Andrew Breitbart called a Racist at CPAC 2010

YouTube - Andrew Breitbart called a racist at CPAC 10 (http://www.youtube.com/watch?v=_AfWkDrPvNA)

torchbearer
03-28-2010, 07:48 AM
Wikipedia also confirms your statement.

Civil Rights Act of 1875 (http://en.wikipedia.org/wiki/Civil_Rights_Act_of_1875#cite_note-0)

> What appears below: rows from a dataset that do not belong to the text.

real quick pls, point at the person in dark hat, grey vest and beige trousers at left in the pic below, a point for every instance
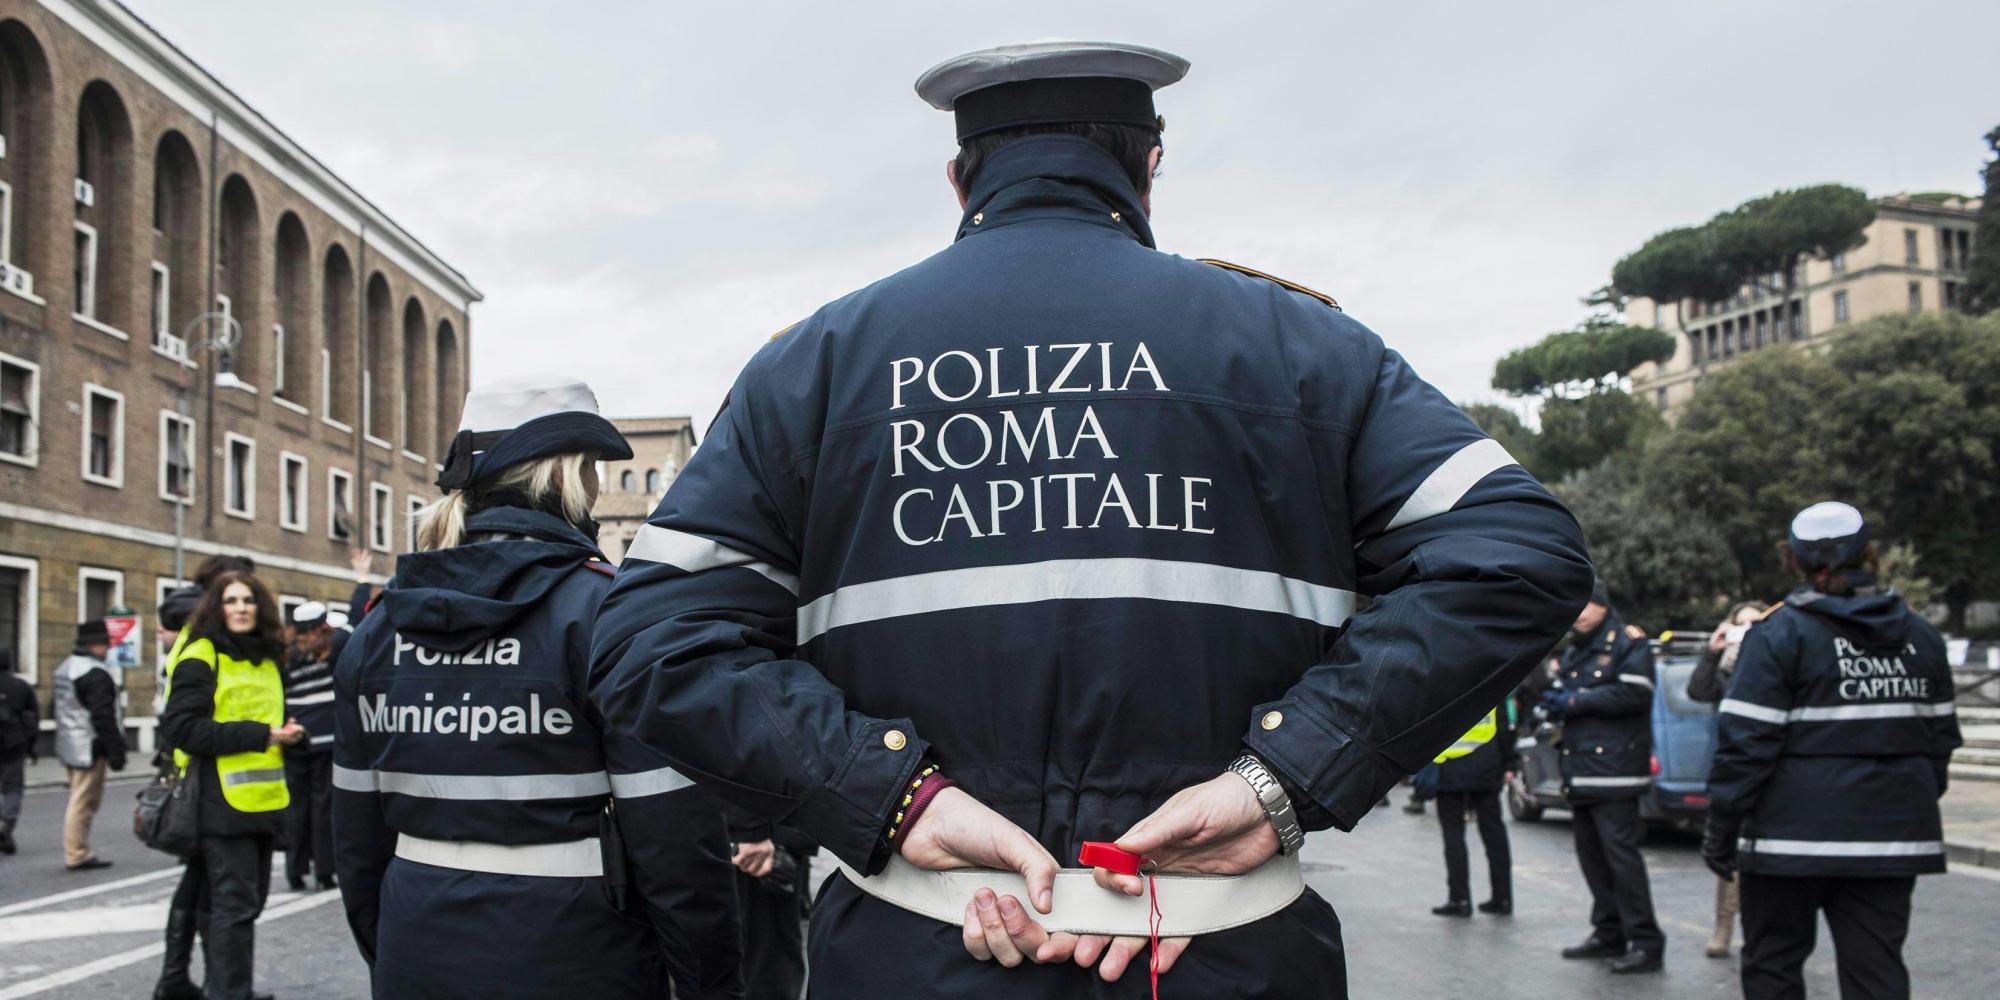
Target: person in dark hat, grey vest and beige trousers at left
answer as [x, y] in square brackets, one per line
[89, 737]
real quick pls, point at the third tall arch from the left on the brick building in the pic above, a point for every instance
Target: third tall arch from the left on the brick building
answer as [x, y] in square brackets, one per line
[177, 283]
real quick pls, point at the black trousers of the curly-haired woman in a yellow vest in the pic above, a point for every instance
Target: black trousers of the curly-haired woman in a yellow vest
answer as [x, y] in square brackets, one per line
[223, 891]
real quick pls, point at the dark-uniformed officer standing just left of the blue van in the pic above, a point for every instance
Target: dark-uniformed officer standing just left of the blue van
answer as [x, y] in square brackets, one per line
[1603, 699]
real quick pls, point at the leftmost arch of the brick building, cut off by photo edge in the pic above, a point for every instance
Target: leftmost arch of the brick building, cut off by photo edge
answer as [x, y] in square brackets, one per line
[25, 97]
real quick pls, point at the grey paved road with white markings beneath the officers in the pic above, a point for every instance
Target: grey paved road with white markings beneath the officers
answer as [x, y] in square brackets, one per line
[97, 935]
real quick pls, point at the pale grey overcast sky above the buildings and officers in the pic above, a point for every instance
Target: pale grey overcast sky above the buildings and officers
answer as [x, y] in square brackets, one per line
[645, 193]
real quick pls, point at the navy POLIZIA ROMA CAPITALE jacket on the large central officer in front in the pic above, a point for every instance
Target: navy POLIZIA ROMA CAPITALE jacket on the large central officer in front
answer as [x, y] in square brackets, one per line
[1081, 521]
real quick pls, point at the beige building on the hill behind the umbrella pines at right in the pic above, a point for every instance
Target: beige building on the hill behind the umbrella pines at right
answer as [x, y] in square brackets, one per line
[1913, 261]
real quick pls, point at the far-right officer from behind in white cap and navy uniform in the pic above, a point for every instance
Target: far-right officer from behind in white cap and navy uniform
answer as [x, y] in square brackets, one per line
[1833, 749]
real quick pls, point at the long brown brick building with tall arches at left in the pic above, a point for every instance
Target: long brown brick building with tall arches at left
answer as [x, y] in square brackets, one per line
[137, 197]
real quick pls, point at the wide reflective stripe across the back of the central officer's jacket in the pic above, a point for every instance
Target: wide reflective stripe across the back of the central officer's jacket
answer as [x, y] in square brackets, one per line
[1101, 579]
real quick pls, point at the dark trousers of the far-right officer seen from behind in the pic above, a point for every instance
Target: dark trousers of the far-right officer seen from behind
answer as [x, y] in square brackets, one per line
[1869, 919]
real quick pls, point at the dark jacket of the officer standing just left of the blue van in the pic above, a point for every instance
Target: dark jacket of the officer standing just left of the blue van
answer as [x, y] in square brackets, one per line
[1607, 739]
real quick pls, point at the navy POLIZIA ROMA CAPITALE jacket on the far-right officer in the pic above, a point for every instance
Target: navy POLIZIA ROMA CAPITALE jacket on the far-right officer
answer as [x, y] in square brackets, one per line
[1837, 739]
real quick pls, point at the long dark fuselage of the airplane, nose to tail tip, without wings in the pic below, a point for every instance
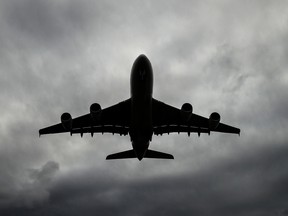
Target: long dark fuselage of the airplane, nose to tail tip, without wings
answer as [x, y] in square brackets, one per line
[141, 82]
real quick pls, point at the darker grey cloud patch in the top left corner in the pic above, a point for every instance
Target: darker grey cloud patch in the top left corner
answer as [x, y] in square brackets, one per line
[48, 23]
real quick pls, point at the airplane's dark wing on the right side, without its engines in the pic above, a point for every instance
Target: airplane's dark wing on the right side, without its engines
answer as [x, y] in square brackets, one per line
[167, 119]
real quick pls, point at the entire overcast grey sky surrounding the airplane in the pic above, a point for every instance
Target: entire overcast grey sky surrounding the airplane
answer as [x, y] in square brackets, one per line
[224, 56]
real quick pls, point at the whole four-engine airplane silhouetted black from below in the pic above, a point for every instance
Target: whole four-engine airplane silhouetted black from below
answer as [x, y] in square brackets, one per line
[141, 116]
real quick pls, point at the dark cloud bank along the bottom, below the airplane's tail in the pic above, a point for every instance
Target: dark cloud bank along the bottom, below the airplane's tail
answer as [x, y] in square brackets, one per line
[243, 186]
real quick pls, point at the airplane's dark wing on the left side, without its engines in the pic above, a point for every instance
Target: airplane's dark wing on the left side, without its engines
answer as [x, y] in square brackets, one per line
[114, 119]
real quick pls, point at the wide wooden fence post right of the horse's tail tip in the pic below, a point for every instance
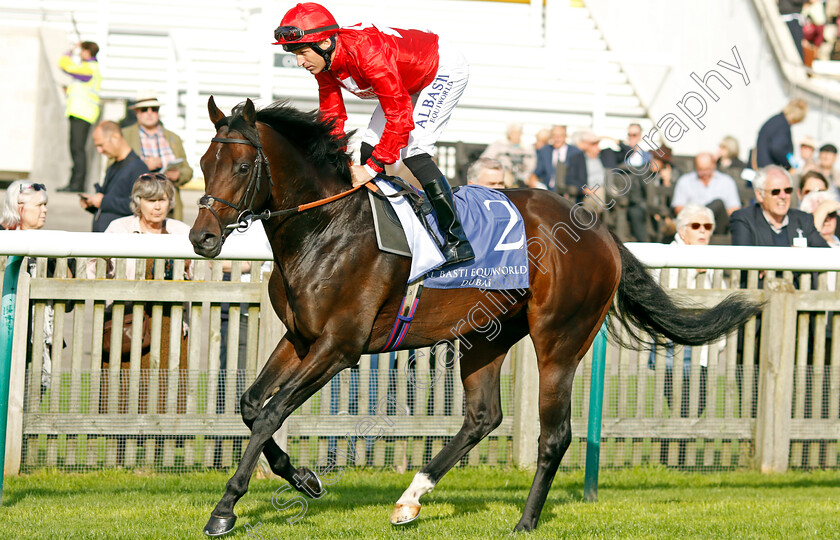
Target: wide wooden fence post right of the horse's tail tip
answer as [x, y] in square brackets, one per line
[775, 377]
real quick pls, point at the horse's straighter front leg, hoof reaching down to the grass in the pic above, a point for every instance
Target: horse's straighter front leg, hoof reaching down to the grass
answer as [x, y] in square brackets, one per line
[299, 379]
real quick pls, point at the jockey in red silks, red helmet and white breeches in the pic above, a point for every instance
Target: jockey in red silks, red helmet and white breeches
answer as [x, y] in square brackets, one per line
[417, 79]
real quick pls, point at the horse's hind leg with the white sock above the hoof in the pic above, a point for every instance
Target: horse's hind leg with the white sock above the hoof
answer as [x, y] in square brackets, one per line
[480, 368]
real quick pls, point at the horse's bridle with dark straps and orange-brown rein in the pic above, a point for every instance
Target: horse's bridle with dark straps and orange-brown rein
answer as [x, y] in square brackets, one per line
[245, 207]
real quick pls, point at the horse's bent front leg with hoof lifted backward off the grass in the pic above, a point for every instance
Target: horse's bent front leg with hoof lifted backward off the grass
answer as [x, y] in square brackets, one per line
[251, 404]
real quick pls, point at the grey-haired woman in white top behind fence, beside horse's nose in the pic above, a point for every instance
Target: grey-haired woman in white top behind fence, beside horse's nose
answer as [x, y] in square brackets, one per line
[151, 198]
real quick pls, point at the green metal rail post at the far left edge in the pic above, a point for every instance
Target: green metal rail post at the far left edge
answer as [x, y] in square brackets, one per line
[7, 328]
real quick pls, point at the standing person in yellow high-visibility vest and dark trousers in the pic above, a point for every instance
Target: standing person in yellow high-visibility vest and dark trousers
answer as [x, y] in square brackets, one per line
[82, 108]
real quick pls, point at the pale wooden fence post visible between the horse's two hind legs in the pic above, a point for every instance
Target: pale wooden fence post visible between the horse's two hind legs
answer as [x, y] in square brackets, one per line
[526, 412]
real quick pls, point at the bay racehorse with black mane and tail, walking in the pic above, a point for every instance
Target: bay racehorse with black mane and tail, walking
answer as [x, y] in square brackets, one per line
[338, 296]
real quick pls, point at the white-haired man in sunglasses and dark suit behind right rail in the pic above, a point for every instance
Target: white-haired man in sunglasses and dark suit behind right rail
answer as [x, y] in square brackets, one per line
[771, 221]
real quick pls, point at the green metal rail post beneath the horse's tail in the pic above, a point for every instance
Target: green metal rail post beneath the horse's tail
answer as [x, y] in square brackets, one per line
[596, 400]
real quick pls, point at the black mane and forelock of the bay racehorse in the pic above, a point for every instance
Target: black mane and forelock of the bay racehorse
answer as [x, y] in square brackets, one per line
[307, 130]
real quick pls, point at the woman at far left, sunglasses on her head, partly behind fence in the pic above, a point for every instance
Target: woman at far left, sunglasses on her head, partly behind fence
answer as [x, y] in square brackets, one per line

The Civil Rights Act of 1875 (18 Stat. 335) was a United States federal law proposed by Republican Senator Charles Sumner and Republican Congressman Benjamin F. Butler in 1870. The act was passed by Congress in February, 1875 and signed by President Grant on March 1, 1875. It was declared unconstitutional by the US Supreme Court in 1883. Many of the provisions of the Civil Rights Act of 1875 were passed into law in the 1960s with the Civil Rights Act of 1964 and the Fair Housing Act using the federal power to regulate interstate commerce.

Well, when someone ask you why the health care bill is unconstitutional, you can point to a specific ruling that tells why its unconstitutional.